Apple is likely preparing to remove it for a secure alternative and all it takes is someone to find a single or a bunch of multiple vulnerabilities in sandbox-exec to give a wake up call to everyone why were they using it in the first place.

I predict that there is a CVE lurking in sandbox-exec waiting to be discovered.

TheTon 3 hours ago | parent | next [-]

On the other hand, the underlying functionality for sandboxing is used heavily throughout the OS, both for App Sandboxes and for Apple’s own system processes. My guess is sandbox-exec is deprecated more because it never was adequately documented rather than because it’s flawed in some way.

rvz 2 hours ago | parent [-]

> the underlying functionality for sandboxing is used heavily throughout the OS, both for App Sandboxes and for Apple’s own system processes.

The security researchers will leverage every part of the OS stack to bypass the sandbox in XNU which they have done multiple times.

Now, there is a good reason for them to break the sandbox thanks to the hype of 'agents'. It could even take a single file to break it. [0]

> My guess is sandbox-exec is deprecated more because it never was adequately documented rather than because it’s flawed in some way.

You do not know that. I am saying that it has been bypassed before and having it being used all over the OS doesn't mean anything. It actually makes it worse.

[0] https://the-sequence.com/crashone-cve-2025-24277-macos-sandb...

JimDabell 3 hours ago | parent | prev [-]
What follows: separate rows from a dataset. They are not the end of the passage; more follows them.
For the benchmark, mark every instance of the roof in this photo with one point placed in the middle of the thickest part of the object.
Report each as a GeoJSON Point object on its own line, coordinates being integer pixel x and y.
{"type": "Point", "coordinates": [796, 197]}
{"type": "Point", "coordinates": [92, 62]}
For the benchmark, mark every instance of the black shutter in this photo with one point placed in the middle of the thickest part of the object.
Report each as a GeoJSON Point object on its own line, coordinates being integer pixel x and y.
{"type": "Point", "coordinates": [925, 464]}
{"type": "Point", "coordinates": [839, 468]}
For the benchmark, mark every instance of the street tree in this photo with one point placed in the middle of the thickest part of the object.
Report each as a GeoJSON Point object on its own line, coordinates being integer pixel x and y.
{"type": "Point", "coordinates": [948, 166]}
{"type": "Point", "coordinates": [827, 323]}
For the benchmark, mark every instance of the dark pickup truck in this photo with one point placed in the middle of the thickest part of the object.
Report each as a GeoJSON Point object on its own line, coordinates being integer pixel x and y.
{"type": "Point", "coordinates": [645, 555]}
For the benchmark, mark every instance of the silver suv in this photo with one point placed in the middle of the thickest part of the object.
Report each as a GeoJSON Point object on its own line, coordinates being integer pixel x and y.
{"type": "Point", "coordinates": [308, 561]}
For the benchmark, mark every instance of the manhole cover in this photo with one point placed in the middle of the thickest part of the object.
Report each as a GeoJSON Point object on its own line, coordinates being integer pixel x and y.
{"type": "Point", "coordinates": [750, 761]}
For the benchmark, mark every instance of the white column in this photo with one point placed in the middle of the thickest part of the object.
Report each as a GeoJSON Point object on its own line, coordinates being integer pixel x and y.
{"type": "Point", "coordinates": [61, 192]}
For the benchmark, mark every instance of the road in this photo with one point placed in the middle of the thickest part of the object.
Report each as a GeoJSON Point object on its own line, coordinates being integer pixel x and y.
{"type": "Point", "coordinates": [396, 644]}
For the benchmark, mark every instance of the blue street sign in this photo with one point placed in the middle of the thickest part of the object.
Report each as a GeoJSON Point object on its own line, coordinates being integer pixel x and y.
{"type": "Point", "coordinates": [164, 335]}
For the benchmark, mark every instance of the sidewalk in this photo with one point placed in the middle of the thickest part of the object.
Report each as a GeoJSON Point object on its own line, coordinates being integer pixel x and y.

As I understand it, Chrome, Claude Code, and OpenAI Codex all use sandbox-exec. I’m not sure Apple could remove it even if they were sufficiently motivated to.

rvz 2 hours ago | parent [-]

> As I understand it, Chrome, Claude Code, and OpenAI Codex all use sandbox-exec.

Apple can still decide to change it for any reason, regardless of who uses it, since it is undocumented for their use anyway.

> I’m not sure Apple could remove it even if they were sufficiently motivated to.

It can take multiple security issues for them to remove it.